Cuando menciona a Senegal, cuando enseña las fotos, parece tocado por una vaga melancolía que es personal pero que también está propiciada por las circunstancias. Mamadou Diop está, ahora mismo, como fuera del tiempo, entre la Senegal que acaba de abandonar y la España y la Cartagena en la que poco a poco se va sintiendo más él mismo, como en una habitación propia.

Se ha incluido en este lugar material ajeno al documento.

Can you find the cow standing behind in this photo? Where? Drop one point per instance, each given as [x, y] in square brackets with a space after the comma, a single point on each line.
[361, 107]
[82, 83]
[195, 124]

“Aun sabiendo todos los riesgos, aun habiéndome jugado la vida, volvería a subirme al barco. Sin duda. Tengo muy claros mis objetivos”. Apenas hace unas semanas era una más de las 91 personas acurrucadas en la cubierta de un cayuco. Personas como sus compañeros del campamento o como las repartidas por toda España y Europa, que llevan sobre sus hombros el peso de la eterna diáspora de África.

Gente con la vida y la biografía truncadas, chicos muy jóvenes, como él, que dejan de pronto de serlo, abandonados a la suerte del mar y de la provisionalidad. Ahora, Mamadou espera un salvoconducto, un papel, la llegada de una protección oficial a la que acogerse, de un permiso definitivo que le conceda el don de salir a la calle y, por fin, sentirse parte verdadera de la ciudad. “Yo quiero ser feliz en Cartagena. Hacer mi vida, conocer gente, empezar a estudiar. Pero hay algo muy importante que me ha enseñado este viaje: que el futuro nadie puede saberlo”.